SAN PABLO (KPIX) — Seniors are surely the most vulnerable population when it comes to the coronavirus. Yet more than a dozen elderly residents of the San Pablo Brookdale senior-living facility are being evicted.
“This was going to be my stairway to heaven. It’s turned into my corridor to hell,” said 73-year-old resident Vince Dunn.
Senior citizens at Brookdale aren’t just worried about where they’re going to live, they’re worried about where they’re going to die.
“I didn’t expect to have to move again and die somewhere else,” 82-year-old Carley Angell said.
They’re seniors living on a fixed income. Dunn is a former teacher living off his pension and Angell is a former nurse living off social security. They’re being evicted because Brookdale, the largest senior-living provider in the country, didn’t renew its lease in San Pablo. The owner of the building is determined to sell so everyone must be out by March 30.
“We have been working closely with the Department of Social Services since late fall 2019, when the landlord of the community told us they wanted to sell the building for an alternate use and directed us to close the building. Despite our requests that they continue operating the property as an assisted living community, they refused; instead, they continued with their mandate that we close the community to return the property to them unoccupied,” Brookdale said in a statement to KPIX.
Residents in San Pablo say they’re already vulnerable in this hot housing market. There’s nowhere they can afford to go at the same price. Dunn says his rent at Brookdale was $1,800/month and he has yet to find anywhere comparable for less than $3,000 a month. The global pandemic of coronavirus only adds to the confusion.
“Coronavirus has got us all scared,” Dunn said.
“We could probably legally be thrown out on the streets at the end of this month. That’s bad enough but to do it with this virus coming along is really scary,” Angell said.
The city of San Jose already imposed a moratorium on evictions during this global pandemic. Now seniors at Brookdale are asking Gov. Gavin Newsom to step in and extend that moratorium to the entire state. They’re gathering signatures on a petition hoping the governor will intervene.
“Especially while this coronavirus is going on it would be criminal to ask us to leave,” Angell said.
Brookdale says it wants to work with tenants and that options were offered but Dunn and Angell say those options were either too expensive or too far away from family. At their age, they know they don’t have forever and the pandemic is causing them to panic.
“It’s terrible, I’m anxious I’m frightened and I have more than one reason to be frightened,” Angell said.
The full statement from Brookdale:
“At this time, Brookdale is devoting significant time and resources to address the COVID-19 pandemic to provide for the health and welfare of our residents. Our local, regional and corporate staff are dedicated to implementing measures that best protect our residents.
We have been working closely with the Department of Social Services since late fall 2019, when the landlord of the community told us they wanted to sell the building for an alternate use and directed us to close the building. Despite our requests that they continue operating the property as an assisted living community, they refused; instead, they continued with their mandate that we close the community to return the property to them unoccupied.
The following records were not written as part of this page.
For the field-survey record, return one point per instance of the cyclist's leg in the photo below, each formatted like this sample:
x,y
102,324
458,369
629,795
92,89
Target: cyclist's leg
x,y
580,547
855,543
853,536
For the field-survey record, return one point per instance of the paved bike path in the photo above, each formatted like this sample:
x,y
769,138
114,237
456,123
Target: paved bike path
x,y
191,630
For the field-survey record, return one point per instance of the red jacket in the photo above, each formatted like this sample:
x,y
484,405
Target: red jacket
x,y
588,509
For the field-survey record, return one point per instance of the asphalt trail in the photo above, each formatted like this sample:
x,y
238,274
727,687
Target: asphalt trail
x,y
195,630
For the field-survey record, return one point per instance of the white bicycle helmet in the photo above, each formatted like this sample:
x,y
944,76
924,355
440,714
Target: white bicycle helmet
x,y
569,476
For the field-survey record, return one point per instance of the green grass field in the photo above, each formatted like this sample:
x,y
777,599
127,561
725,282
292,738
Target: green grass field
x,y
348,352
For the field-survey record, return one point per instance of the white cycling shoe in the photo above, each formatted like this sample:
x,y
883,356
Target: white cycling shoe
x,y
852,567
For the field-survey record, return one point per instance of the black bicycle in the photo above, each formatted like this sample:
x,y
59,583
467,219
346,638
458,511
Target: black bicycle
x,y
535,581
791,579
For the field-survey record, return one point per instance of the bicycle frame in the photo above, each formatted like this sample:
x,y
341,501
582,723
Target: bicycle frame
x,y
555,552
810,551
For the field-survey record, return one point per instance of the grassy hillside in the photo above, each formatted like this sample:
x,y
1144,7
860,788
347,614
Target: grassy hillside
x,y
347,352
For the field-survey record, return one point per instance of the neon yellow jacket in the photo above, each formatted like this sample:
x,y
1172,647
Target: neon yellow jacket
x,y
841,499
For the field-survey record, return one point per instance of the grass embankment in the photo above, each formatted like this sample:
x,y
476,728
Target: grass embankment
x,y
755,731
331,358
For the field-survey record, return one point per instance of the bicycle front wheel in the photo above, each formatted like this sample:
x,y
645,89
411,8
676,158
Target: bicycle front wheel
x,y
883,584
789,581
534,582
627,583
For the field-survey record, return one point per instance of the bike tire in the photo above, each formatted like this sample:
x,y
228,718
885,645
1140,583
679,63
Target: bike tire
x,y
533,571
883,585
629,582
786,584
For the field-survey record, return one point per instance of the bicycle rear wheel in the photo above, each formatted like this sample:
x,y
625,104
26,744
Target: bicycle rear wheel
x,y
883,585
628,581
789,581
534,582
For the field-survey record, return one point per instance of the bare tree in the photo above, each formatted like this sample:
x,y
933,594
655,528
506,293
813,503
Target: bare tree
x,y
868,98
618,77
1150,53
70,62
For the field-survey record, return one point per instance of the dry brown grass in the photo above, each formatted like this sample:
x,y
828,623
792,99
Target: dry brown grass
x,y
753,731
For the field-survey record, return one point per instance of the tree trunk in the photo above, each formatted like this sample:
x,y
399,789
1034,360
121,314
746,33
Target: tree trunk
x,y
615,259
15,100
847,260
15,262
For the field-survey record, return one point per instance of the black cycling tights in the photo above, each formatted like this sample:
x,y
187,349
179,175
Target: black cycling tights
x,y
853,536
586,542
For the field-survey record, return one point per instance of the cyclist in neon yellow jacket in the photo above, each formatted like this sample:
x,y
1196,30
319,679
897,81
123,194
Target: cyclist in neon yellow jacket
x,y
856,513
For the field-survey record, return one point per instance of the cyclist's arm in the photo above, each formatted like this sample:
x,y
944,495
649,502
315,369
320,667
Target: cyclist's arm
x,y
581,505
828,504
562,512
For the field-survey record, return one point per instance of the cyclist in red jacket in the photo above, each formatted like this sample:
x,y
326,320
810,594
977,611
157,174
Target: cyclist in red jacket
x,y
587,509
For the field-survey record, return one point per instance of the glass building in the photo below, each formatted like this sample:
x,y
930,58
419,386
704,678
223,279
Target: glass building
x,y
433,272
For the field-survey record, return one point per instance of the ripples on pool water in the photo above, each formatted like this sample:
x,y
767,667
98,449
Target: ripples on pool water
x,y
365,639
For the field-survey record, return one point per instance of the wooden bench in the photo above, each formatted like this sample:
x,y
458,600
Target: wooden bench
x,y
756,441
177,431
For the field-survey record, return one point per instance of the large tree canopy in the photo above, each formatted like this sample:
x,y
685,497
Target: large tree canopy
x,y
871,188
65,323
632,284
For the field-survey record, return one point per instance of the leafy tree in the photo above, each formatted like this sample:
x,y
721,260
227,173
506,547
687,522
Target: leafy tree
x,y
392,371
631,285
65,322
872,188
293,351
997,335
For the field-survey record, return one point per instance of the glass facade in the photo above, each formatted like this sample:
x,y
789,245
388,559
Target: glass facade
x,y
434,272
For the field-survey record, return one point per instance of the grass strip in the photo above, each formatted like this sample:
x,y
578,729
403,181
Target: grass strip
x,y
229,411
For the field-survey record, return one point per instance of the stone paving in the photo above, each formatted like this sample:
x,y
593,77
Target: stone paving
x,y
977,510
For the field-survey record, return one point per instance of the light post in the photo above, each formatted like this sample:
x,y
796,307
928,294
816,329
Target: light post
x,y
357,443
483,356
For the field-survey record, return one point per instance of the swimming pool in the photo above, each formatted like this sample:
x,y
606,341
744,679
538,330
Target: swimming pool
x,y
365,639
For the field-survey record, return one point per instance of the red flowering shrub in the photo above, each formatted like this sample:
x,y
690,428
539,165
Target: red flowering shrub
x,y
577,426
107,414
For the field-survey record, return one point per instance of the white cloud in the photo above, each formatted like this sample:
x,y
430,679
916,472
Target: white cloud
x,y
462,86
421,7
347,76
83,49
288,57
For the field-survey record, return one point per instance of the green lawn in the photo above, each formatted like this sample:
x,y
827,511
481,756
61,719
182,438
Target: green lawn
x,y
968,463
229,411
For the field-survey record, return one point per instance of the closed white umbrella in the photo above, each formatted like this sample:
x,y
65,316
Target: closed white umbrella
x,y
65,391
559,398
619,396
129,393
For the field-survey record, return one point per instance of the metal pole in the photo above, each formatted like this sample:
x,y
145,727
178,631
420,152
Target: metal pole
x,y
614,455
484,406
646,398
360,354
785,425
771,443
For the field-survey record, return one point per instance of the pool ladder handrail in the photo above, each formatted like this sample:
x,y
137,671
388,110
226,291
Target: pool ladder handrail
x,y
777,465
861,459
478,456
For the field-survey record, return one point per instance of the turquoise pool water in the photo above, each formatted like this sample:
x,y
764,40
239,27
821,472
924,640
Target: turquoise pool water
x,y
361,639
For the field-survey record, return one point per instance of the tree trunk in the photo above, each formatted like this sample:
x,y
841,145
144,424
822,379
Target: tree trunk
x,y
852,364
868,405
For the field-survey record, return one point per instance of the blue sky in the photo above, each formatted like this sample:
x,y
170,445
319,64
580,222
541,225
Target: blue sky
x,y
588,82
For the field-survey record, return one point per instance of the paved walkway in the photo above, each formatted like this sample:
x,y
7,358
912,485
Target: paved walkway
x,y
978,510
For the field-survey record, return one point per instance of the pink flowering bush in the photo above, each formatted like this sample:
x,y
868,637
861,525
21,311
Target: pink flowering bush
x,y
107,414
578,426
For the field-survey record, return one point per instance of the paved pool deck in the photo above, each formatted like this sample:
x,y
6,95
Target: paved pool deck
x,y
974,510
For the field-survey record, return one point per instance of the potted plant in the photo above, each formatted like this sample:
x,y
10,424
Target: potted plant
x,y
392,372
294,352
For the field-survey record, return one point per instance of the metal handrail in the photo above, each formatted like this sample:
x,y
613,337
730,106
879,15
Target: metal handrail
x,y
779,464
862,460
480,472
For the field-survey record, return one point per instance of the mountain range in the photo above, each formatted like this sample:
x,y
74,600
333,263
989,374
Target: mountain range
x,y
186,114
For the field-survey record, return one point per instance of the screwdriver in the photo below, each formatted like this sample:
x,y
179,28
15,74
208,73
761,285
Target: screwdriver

To assist our residents, we have offered several options, including but not limited to assistance with moving and honoring their current rent rates if they move to certain other area Brookdale communities. We continue to do our best to support our residents and we continue to go above and beyond to assist them in finding their new home before the landlord mandated closure deadline approaches. We can report that approximately 80% of our residents have relocated to new living options.
The health and wellbeing of our residents is our top priority and we will continue to work closely with the state regulatory agency and other governmental authorities to transition the remaining residents to their new homes while keeping their health and wellbeing in mind.”